Duro muy duro le ha tocado a este Gobierno, cuesta arriba desde que empezó, porque la heredada pendiente o deuda social nunca antes se había tornado tan elevada en pretensiones, para lograr viabilizar su pago mediante compromisos realizables, pero además porque se le ha atravesado de manera alcabalera como signo pendenciero de la historia, en una zaga de persecuciones guiadas por egoísmos, más nunca por el bienestar general, que sistemáticamente han distorsionado el acaecer nacional, con deformaciones paradójicas y absurdas.

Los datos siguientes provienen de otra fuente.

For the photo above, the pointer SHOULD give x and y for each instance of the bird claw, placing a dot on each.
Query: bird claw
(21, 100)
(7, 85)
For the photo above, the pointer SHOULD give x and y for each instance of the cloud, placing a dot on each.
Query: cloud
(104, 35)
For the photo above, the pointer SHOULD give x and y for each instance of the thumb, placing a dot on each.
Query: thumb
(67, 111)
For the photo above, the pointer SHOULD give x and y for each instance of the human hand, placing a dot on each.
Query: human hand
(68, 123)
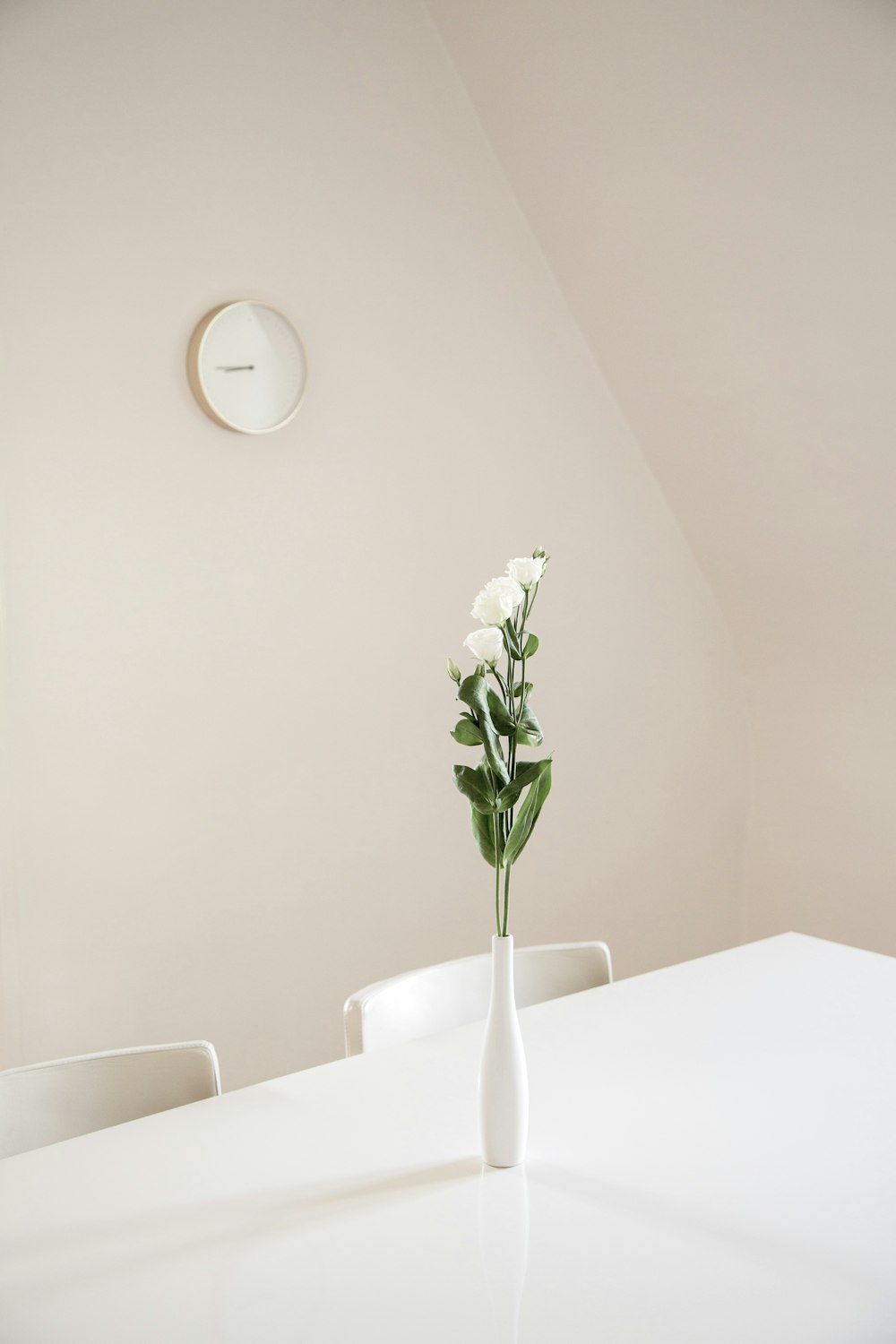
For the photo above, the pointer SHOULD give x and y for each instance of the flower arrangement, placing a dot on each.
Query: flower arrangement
(505, 795)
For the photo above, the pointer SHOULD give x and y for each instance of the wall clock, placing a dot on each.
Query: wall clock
(247, 367)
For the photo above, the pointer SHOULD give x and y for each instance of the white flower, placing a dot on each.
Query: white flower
(527, 570)
(497, 601)
(485, 644)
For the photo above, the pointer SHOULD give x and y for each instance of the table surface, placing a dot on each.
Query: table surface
(712, 1158)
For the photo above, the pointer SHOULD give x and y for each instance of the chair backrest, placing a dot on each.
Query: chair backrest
(62, 1098)
(452, 994)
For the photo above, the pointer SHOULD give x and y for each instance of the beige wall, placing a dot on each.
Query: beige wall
(228, 760)
(713, 188)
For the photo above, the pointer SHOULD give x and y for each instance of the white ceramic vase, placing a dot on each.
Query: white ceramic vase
(504, 1085)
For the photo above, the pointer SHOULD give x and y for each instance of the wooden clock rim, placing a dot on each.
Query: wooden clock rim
(194, 365)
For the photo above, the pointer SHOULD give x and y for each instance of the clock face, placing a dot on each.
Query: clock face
(247, 367)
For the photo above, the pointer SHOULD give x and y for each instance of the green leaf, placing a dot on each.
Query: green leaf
(525, 774)
(527, 816)
(500, 718)
(473, 788)
(487, 832)
(474, 693)
(530, 731)
(466, 731)
(511, 640)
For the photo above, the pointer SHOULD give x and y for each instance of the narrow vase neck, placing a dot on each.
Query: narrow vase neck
(501, 967)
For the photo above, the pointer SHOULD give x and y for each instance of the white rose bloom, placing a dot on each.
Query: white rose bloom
(525, 570)
(497, 601)
(485, 644)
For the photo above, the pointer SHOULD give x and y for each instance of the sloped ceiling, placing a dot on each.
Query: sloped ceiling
(715, 190)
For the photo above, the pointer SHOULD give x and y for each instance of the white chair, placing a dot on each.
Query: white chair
(62, 1098)
(452, 994)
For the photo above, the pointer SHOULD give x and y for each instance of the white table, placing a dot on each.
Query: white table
(712, 1158)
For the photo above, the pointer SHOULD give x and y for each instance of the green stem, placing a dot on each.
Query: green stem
(497, 878)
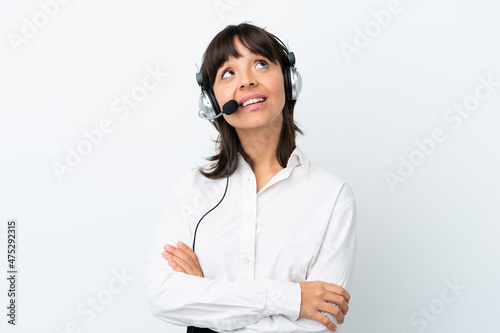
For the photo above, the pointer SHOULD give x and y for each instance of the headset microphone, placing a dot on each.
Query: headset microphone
(230, 107)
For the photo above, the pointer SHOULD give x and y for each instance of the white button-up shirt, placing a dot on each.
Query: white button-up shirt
(254, 249)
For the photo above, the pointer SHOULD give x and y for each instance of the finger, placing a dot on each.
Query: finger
(186, 266)
(337, 290)
(325, 321)
(183, 259)
(176, 252)
(334, 310)
(190, 253)
(173, 264)
(339, 300)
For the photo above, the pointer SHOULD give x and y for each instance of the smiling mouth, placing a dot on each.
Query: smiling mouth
(253, 101)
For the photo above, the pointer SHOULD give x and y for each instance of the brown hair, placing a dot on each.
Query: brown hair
(261, 42)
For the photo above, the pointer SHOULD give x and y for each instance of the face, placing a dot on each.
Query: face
(256, 84)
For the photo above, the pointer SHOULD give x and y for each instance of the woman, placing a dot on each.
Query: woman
(277, 253)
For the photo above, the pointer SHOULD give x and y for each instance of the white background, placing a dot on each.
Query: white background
(361, 115)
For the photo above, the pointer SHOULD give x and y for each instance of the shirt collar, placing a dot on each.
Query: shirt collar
(296, 158)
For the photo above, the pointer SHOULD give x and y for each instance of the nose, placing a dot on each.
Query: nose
(247, 79)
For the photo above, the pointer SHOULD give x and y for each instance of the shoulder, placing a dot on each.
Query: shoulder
(331, 182)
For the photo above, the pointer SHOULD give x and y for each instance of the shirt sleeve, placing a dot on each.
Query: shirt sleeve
(334, 264)
(218, 304)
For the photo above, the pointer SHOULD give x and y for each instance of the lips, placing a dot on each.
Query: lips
(252, 99)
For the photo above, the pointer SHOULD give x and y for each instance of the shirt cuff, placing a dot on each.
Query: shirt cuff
(283, 297)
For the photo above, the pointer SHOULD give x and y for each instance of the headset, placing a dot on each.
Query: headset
(210, 109)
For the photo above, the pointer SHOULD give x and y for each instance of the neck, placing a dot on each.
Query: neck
(261, 145)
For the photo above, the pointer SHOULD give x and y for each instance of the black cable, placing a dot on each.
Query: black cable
(227, 181)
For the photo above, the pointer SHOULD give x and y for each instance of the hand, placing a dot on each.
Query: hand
(315, 296)
(182, 259)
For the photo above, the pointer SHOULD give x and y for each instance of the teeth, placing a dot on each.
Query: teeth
(252, 101)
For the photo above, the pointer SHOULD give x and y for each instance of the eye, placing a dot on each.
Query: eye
(227, 73)
(262, 63)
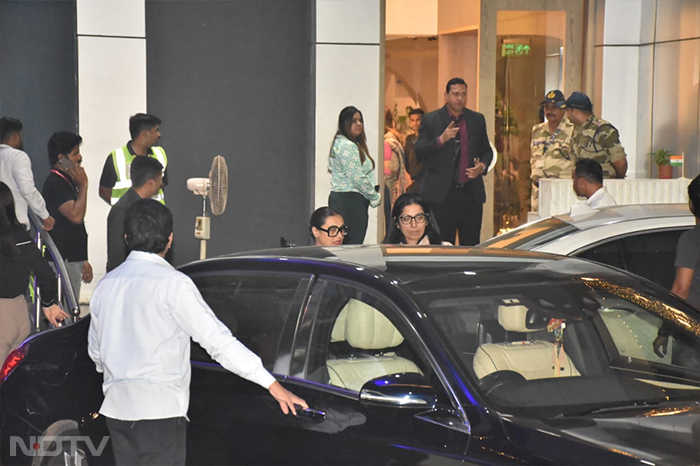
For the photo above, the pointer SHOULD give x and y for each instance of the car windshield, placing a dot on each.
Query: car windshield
(567, 347)
(531, 235)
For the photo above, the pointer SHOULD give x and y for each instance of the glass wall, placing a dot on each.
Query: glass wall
(529, 63)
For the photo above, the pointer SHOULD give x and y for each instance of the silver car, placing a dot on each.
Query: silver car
(639, 238)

Claro está que son muchas las obligaciones y necesidades pendientes por atender para soliviar las presiones que surgen de las demandas sociales, por demás legítimas en un país con una de las mayores concentraciones de la riqueza, pero peor, aún con elevadas cifras en miseria y pobreza pues conforme al Índice de Pobreza Extrema del Banco Mundial presentado en octubre del año pasado, todavía hoy 2,2 millones de compatriotas viven con menos de dos dólares al día y Colombia ocupa la posición 70 entre 164 países.
Al respecto es preciso reconocer que infortunadamente los escasos recursos públicos no se focalizan debidamente y vemos como ingentes subsidios se dilapidan infamemente al terminar en beneficios para minorías privilegiadas, como el sonado caso de las pensiones altas, un reconocido atropello al erario que alude al pago de lo impagable. Un caso similar sucede ahora no solo con la JEP o Jurisdicción Especial para la Paz, como un brazo alterno de la justicia que apareció de súbito con un costo adicional para el Estado de $300.000 millones al año, junto a los compromisos financieros de los Acuerdos de la Habana que llegan a triplicar ese valor, $6 billones en los próximos siete años, que solo llegará a 15.000 desmovilizados, pero nunca a los 2,2 millones de pobres.
Lo anterior con el agravante que éste país se volvió en la cuna de las protestas sociales, que rayan en la parodia de la lucha de fuerzas que típicamente capturan el interés nacional y nos acostumbramos a marchas, paros, revueltas y mingas promovidos por grupillos de presión con móviles particulares, la gran mayoría de las veces con intensiones oscuras y tras reivindicaciones acomodadas poco representativas del sentir del verdaderamente pobre y desamparado, siendo las más abusivas las de indígenas y transportadores.
Razón tiene este Gobierno en tratar de controlar con autoridad, no mediante la fuerza pública como pudiese o debiera ante el vandalismo y la barbarie, sino con la autoridad de la razón y la ecuanimidad de la que ha hecho gala, para abatir esa suerte de lógica perversa que se enquisto de forma enfermiza en los colectivos que perturban el bienestar general, al abusar de la protesta legítima y acudir a vías de hecho con trasfondos anárquicos, inaceptables para la gran mayoría por su gran costo, por lo que llamo a solidarizarnos con este sentir.